In a more perfect world, an alleged pedophile, confirmed bigot, and amateur poet would take his historic election drubbing with a modicum of dignity and slink back into whatever varmint hole he crawled out of. But this is a dark, fallen world, and disgraced former Judge Roy Moore shows no sign of admitting he lost Alabama’s special Senate election fair and square.

On Thursday morning, Moore announced he’d filed an “election complaint” with a circuit court in Montgomery, AL seeking to block the certification of Democrat Doug Jones as the state’s new senator later this afternoon.

“The purpose of the complaint is to preserve evidence of potential election fraud and to postpone the certification of Alabama’s Special Election by Secretary of State John Merrill until a thorough investigation of potential election fraud, that improperly altered the outcome of this election, is conducted,” Moore said in a statement posted to his Facebook page.


In grasping for evidence of “voter fraud,” Moore cites higher-than-expected turnout among black voters in Jefferson County. But, as University of Chicago Political Scientist Daniel Nichanian pointed out, not only is the claim rife with the sort of latent racism we’ve come to expect from the Moore camp, it’s also totally false. Instead, Nichanian notes, it’s predicated largely on unreliable exit polling, GOP turnout predictions, and, in one case, an offhand comment made in a single YouTube video.

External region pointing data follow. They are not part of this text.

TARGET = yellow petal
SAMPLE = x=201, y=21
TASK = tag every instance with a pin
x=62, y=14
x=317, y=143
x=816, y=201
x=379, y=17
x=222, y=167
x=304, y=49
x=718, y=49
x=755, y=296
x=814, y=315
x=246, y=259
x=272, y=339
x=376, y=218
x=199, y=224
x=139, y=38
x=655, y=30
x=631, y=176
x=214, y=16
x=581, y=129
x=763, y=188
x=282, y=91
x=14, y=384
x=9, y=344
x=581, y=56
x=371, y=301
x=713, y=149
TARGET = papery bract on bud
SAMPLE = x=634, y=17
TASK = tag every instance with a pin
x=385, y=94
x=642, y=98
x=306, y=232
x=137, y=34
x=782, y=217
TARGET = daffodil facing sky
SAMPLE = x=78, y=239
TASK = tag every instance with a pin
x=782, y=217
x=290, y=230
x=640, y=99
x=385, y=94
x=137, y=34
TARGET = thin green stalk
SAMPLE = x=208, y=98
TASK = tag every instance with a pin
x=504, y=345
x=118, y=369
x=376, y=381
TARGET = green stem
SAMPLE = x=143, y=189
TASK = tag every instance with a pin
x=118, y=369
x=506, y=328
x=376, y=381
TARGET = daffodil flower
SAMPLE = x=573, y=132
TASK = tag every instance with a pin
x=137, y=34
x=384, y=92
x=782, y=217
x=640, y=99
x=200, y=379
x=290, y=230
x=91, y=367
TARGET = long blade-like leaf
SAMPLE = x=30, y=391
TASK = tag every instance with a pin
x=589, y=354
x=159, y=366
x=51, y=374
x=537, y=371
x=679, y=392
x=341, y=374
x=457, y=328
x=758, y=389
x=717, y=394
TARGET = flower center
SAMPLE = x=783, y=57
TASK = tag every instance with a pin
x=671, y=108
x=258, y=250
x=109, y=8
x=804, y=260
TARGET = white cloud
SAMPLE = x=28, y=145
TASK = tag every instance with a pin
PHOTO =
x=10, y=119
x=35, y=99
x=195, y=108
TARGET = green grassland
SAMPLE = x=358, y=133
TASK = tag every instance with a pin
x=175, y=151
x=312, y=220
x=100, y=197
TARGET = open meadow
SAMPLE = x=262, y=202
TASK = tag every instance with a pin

Secretary of State Merrill, a Republican who reportedly voted for Moore in the special election, told the New York Times he has seen no evidence of electoral fraud and has no plans to delay the certification process. Moore’s loss, by a margin of over 20,000 votes, was not enough to trigger an automatic recount.

Shortly after news of Moore’s complaint broke, Merrill said in an interview with CNN that he will not delay certification of Jones’ win over the complaint.

In addition to the allegations of voter fraud, Moore’s statement said his complaint also contained “an affidavit from Judge Roy Moore stating that he successfully completed a polygraph test confirming the representations of misconduct made against him during the campaign are completely false.”

Because, who are you gonna trust? Multiple, unrelated women, each with highly detailed allegations that highlight a pattern of persistent sexual misconduct or a self-sworn statement from a disgraced former official, based entirely on a highly unreliable metric? Just go away already.